The second chronicle is a mixture of economic factors that can also be traced to 1995, when Qatar shipped its first natural gas tanker from the world’s largest reservoir, the North Dome field. Qatar has since pioneered liquefied natural gas (LNG) technology and pursued an active economic policy, founding new markets from Europe to Japan. LNG windfalls transformed its political and economic landscapes. The nation has the world’s highest per capita income; it boasts the second largest natural gas reserves in the world, and dominates the global LNG market with a 32% share of global supply.
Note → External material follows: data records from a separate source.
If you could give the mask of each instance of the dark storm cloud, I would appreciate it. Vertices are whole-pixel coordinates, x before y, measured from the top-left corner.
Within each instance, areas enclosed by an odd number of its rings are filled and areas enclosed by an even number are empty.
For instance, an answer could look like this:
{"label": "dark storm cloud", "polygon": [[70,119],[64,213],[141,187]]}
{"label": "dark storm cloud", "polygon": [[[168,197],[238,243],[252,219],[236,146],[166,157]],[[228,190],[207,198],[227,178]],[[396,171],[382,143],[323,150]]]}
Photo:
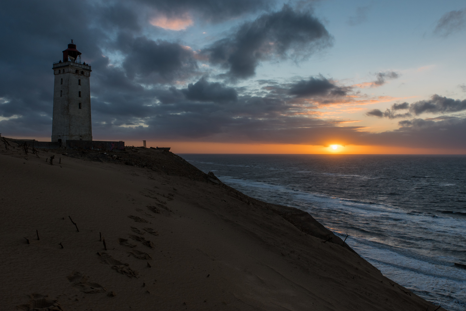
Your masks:
{"label": "dark storm cloud", "polygon": [[169,16],[189,12],[199,14],[205,21],[223,21],[225,19],[268,9],[271,0],[139,0]]}
{"label": "dark storm cloud", "polygon": [[[129,77],[164,83],[189,76],[197,68],[192,51],[178,43],[136,38],[123,62]],[[148,81],[148,80],[149,81]]]}
{"label": "dark storm cloud", "polygon": [[202,78],[196,83],[190,83],[181,92],[190,100],[201,102],[236,101],[238,94],[233,88],[227,87],[218,82],[209,82]]}
{"label": "dark storm cloud", "polygon": [[453,98],[432,95],[429,100],[421,100],[410,105],[409,111],[417,116],[424,112],[456,112],[466,110],[466,99]]}
{"label": "dark storm cloud", "polygon": [[288,93],[296,97],[326,96],[344,96],[350,90],[347,87],[336,85],[322,76],[311,77],[308,80],[302,80],[292,85]]}
{"label": "dark storm cloud", "polygon": [[466,28],[466,9],[451,11],[442,16],[434,30],[434,33],[442,37]]}
{"label": "dark storm cloud", "polygon": [[399,76],[395,71],[386,71],[376,74],[377,80],[372,82],[373,86],[380,86],[384,84],[387,79],[396,79]]}
{"label": "dark storm cloud", "polygon": [[203,51],[209,61],[228,70],[233,78],[254,76],[261,61],[273,57],[297,60],[330,45],[325,27],[308,12],[284,6],[244,23],[231,37],[220,39]]}
{"label": "dark storm cloud", "polygon": [[372,109],[366,112],[366,114],[369,116],[378,117],[385,117],[389,119],[395,119],[399,117],[409,117],[411,116],[411,114],[409,112],[406,113],[394,113],[393,111],[390,109],[387,109],[383,112],[379,109]]}
{"label": "dark storm cloud", "polygon": [[[408,109],[405,113],[395,114],[393,111]],[[393,119],[399,117],[408,117],[411,114],[416,116],[425,112],[432,113],[444,113],[445,112],[457,112],[466,110],[466,99],[460,100],[442,97],[437,94],[432,96],[428,100],[420,100],[411,104],[407,103],[395,104],[391,106],[391,110],[387,109],[383,112],[379,109],[373,109],[366,113],[368,116],[382,117],[384,117]]]}

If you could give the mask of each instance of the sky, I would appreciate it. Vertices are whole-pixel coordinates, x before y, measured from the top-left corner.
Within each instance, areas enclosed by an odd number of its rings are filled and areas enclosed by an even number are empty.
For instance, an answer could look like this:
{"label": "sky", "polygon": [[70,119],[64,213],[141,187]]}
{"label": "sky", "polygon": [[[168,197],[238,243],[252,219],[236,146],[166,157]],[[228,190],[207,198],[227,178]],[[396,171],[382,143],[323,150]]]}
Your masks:
{"label": "sky", "polygon": [[0,133],[50,141],[52,65],[93,138],[176,153],[466,154],[464,1],[0,3]]}

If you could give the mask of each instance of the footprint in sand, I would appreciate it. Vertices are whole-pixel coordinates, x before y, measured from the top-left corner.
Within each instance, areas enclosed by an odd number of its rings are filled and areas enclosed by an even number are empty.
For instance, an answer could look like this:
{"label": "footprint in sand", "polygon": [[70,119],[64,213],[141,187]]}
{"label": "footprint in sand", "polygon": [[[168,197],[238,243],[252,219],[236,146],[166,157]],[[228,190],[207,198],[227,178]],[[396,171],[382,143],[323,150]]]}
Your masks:
{"label": "footprint in sand", "polygon": [[128,254],[130,254],[138,259],[151,259],[152,257],[151,255],[147,253],[144,253],[144,252],[140,252],[138,250],[136,249],[133,250],[131,252],[128,252]]}
{"label": "footprint in sand", "polygon": [[118,242],[120,243],[120,245],[123,245],[123,246],[128,246],[128,247],[134,247],[137,246],[137,244],[132,244],[128,242],[127,239],[122,239],[122,238],[119,238],[118,239]]}
{"label": "footprint in sand", "polygon": [[89,277],[81,272],[75,272],[67,276],[69,283],[79,289],[81,291],[87,294],[94,294],[103,291],[106,291],[105,287],[97,284],[88,282]]}
{"label": "footprint in sand", "polygon": [[129,267],[128,263],[123,263],[119,260],[115,259],[107,253],[97,253],[100,256],[100,261],[103,263],[110,265],[110,267],[117,272],[124,274],[129,277],[139,277],[137,271]]}
{"label": "footprint in sand", "polygon": [[29,303],[17,306],[17,309],[25,311],[63,311],[60,304],[56,300],[50,300],[47,298],[48,296],[43,296],[39,294],[33,294],[29,296],[31,299]]}
{"label": "footprint in sand", "polygon": [[149,233],[150,233],[151,235],[158,235],[158,232],[157,231],[154,231],[154,229],[152,229],[152,228],[144,228],[144,229],[145,231],[146,231],[148,232],[149,232]]}
{"label": "footprint in sand", "polygon": [[131,227],[130,228],[131,228],[131,231],[134,232],[135,233],[137,233],[138,235],[144,235],[145,234],[145,232],[144,231],[141,231],[137,228],[135,228],[134,227]]}
{"label": "footprint in sand", "polygon": [[132,215],[130,215],[128,217],[128,218],[131,218],[135,221],[136,221],[137,222],[149,222],[149,221],[146,221],[144,218],[141,218],[141,217],[138,217],[137,216],[133,216]]}
{"label": "footprint in sand", "polygon": [[130,235],[130,237],[133,240],[135,240],[137,241],[141,242],[146,246],[148,246],[151,249],[155,248],[155,246],[154,245],[153,243],[149,240],[146,240],[142,236],[138,236],[137,235]]}

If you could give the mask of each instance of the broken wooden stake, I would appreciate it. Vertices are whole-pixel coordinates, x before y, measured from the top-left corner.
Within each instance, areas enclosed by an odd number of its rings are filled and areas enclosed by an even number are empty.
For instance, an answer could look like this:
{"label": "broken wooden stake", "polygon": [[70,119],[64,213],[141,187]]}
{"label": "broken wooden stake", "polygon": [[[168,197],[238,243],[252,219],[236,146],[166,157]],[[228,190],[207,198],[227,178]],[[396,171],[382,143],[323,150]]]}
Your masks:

Qatar’s reliance on gas granted it independence from the oil-abundant and Saudi-dominated Gulf Cooperation Council and Organization of the Petroleum Exporting Countries. The country has enjoyed its freedom and has been reluctant to integrate its production facilities regionally, or to cater for rising regional demand for LNG. The region, including Saudi Arabia, expected Qatar to increase its production capacity to meet local demand; instead, it introduced a self-imposed moratorium in 2005 on increasing gas production from the North Dome field. Qatar’s reluctance to feed the regional market has been forcing Saudi Arabia and the UAE to rely on higher cost LNG. In April, Qatar announced it intended to lift the moratorium and develop new gas projects to increase production capability by 10%. However,this enraged Saudi Arabia as it coincided with Iran increasing its rates of extraction from the shared gas field.

Against this background, the Saudis are looking for a brokered deal that would include political concessions - such as the expelling of the Muslim Brotherhood and its regional offshoots - and a taming of Al-Jazeera’s independent, anti-regional government rhetoric. Also in the mix would be a re-evaluation of Qatar’s energy policy that would cater for the rising regional appetite of gas and the integration of production and transportation facilities with Saudi Arabia.

However, Bob Bowker’s analysis is a reminder that the geostrategic outcomes of this conflict are multifaceted. The Turkish parliament's approval for troops deployment in Qatar is a case in hand. Iran’s economic strategic interests in securing the North Dome field is another factor that can’t be overlooked when considering how the current standoff will play out.